Professor of Genetic Epidemiology and
Statistical Genetics, University of Edinburgh

also Honorary
Consultant in Public Health, NHS Lothian

This is my personal web page. Larger files, including software packages and public datasets, can be found on my research group’s home page on my server.

For the Usher
Institute, information about research is on this
page, information about taught postgraduate courses is on this
page, and information about PhDs is on this
page.

In the Usher Institute I am a member of the Molecular
Epidemiology Group. I am a member of the Executive Group of the
Centre
for Statistics based in the School of Mathematics. From April
2019 I am on the Medical Research Councils’s Methodology
Research Programme Panel

Usher Institute of Population Health
Sciences and Informatics

University of Edinburgh Medical
School,

Teviot Place, Edinburgh EH8 9AG

Phone +44 131 650
4556

If you need to send me confidential material by email, you can use
my PGP public key (obtained by searching for my email address on a
PGP key server such as https://pgp.mit.edu)

for
which the fingerprint is

683E 7E3B E8B3 83BB 8F80 363A A034 3F3B B2D6 769A

For best practice, you should confirm the key fingerprint with me in person or by video link before using it.

Alternatively, you can send messages to my ProtonMail address shown above, but this is secure only if you are sending from another ProtonMail account

If you need to transfer large data files securely, I can set up an SFTP account for you on my server. You will need to use SSH public key authentication. Instructions for setting this up on a Windows PC are here.

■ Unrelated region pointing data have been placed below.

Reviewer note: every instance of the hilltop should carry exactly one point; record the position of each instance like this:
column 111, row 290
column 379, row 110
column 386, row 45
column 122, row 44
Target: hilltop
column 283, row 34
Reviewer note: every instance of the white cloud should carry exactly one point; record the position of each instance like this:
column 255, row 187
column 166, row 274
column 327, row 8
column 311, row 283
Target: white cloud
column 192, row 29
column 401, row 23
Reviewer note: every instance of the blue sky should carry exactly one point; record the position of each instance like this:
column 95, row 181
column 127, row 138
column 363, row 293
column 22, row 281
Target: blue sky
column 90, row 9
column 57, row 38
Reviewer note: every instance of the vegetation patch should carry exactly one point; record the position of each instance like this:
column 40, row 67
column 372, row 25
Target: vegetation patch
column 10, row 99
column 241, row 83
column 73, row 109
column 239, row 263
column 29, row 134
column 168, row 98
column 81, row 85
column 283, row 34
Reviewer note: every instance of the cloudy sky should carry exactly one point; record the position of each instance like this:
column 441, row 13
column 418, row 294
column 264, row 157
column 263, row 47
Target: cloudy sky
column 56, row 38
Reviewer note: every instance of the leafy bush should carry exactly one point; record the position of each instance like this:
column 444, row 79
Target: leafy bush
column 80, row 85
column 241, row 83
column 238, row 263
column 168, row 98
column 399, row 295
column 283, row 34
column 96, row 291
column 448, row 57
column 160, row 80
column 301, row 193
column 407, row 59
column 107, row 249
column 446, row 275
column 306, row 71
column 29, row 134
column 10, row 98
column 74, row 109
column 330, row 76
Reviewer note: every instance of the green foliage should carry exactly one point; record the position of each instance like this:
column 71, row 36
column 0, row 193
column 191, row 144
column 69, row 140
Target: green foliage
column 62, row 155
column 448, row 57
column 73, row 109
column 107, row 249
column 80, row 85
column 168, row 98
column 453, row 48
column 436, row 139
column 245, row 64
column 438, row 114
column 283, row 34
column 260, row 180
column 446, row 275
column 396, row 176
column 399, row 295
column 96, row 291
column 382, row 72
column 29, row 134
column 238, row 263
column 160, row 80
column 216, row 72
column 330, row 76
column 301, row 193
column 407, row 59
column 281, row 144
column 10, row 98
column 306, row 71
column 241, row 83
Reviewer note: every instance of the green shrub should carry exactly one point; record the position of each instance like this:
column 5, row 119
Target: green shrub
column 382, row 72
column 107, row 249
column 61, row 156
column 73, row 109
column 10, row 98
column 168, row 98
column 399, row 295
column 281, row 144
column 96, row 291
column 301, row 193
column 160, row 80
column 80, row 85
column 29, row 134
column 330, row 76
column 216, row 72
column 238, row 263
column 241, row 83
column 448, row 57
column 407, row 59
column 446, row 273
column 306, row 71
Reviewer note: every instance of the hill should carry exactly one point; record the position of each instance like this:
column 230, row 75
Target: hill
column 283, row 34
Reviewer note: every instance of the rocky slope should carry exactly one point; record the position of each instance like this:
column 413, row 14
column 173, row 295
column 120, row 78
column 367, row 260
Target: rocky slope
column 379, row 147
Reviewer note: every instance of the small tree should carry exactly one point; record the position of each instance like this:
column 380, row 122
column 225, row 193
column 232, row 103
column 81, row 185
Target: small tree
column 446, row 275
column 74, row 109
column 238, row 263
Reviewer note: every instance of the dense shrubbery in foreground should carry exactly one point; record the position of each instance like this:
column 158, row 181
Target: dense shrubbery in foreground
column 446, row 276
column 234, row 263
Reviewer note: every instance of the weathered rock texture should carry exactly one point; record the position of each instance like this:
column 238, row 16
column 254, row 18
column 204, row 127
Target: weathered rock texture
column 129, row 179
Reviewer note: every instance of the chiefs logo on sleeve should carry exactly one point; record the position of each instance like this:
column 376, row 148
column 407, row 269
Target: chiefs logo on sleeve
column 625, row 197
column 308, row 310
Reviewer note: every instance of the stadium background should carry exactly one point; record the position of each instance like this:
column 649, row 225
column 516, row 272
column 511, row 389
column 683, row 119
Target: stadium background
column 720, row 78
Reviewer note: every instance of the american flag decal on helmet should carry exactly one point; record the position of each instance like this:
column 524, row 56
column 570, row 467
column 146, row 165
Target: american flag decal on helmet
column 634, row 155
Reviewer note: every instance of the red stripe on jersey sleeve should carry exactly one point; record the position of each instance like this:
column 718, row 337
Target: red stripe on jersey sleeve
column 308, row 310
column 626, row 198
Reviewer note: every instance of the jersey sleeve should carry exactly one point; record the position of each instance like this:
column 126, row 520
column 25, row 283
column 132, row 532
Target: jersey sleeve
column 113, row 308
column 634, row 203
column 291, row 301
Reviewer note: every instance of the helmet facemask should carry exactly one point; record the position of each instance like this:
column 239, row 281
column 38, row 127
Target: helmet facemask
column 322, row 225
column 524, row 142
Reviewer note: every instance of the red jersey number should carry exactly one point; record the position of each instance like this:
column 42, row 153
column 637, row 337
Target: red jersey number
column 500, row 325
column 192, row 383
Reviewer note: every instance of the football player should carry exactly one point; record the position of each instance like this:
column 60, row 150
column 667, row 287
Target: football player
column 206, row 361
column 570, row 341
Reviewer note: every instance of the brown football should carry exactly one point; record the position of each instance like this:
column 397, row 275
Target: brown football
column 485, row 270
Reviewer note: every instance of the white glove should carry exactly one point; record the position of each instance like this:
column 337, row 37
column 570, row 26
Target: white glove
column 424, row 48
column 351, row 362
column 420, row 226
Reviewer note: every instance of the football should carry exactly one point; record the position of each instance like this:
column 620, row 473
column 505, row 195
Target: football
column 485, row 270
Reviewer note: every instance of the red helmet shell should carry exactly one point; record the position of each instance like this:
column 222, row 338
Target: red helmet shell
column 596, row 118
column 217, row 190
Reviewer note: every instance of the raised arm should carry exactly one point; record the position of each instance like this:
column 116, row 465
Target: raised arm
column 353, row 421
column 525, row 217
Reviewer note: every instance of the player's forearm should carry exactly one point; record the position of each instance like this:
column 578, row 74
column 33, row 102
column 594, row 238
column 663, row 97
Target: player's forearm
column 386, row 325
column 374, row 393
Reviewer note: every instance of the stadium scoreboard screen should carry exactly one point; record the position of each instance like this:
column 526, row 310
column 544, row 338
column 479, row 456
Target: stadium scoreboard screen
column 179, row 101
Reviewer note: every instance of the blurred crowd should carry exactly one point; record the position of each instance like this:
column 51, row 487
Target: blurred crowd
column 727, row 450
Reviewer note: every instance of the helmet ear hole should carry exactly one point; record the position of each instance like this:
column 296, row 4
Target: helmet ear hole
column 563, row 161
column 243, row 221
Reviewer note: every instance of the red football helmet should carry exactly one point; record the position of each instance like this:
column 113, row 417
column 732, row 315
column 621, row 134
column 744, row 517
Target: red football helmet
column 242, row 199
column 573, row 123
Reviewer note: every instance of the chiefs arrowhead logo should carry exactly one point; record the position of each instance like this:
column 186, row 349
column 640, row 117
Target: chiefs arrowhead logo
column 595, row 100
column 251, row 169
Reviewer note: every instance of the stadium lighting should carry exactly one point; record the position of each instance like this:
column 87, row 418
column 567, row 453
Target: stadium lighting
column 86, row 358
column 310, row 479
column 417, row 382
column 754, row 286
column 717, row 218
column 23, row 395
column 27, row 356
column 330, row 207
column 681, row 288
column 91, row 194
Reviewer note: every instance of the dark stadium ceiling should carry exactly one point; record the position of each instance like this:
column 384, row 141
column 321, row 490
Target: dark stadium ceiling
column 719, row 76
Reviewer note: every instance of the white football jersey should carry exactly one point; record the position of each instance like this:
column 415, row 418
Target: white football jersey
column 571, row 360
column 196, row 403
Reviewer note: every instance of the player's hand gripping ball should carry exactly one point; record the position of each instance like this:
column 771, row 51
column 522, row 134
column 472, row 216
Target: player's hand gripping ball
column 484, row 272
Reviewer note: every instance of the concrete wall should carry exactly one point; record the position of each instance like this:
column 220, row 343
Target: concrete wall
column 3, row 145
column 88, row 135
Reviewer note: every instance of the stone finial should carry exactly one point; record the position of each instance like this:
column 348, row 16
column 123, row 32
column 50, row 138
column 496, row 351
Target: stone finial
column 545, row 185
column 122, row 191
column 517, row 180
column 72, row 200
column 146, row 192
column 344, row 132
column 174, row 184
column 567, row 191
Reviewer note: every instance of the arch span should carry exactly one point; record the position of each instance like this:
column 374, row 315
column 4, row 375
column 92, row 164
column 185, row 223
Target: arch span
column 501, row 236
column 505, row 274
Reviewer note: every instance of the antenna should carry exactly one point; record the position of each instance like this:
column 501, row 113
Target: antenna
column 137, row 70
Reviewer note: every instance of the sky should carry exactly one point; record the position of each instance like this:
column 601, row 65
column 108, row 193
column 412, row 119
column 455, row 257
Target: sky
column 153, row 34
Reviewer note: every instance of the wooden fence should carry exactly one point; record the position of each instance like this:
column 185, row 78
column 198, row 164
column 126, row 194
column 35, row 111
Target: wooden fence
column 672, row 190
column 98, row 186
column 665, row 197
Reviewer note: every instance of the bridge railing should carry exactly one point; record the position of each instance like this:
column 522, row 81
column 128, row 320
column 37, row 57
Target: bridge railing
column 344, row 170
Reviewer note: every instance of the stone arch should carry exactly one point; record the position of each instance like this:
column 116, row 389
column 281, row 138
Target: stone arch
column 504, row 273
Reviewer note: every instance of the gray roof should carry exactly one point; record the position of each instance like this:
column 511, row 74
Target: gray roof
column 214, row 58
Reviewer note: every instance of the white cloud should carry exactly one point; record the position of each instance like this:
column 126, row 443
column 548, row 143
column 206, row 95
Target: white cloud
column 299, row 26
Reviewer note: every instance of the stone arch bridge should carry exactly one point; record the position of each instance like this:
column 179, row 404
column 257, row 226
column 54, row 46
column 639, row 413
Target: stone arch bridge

My research focuses on methods for molecular and genetic epidemiology, with applications in clinical prediction and personalized medicine. These methods make use of Bayesian and computationally-intensive statistical methods, and machine learning methods for constructing predictors. I work closely with Helen Colhoun’s research group at the Centre for Genomic and Experimental Medicine. This collaboration includes the development of an analysis platform based on deidentified electronic health records and the use of this platform to study drug safety and complications of diabetes.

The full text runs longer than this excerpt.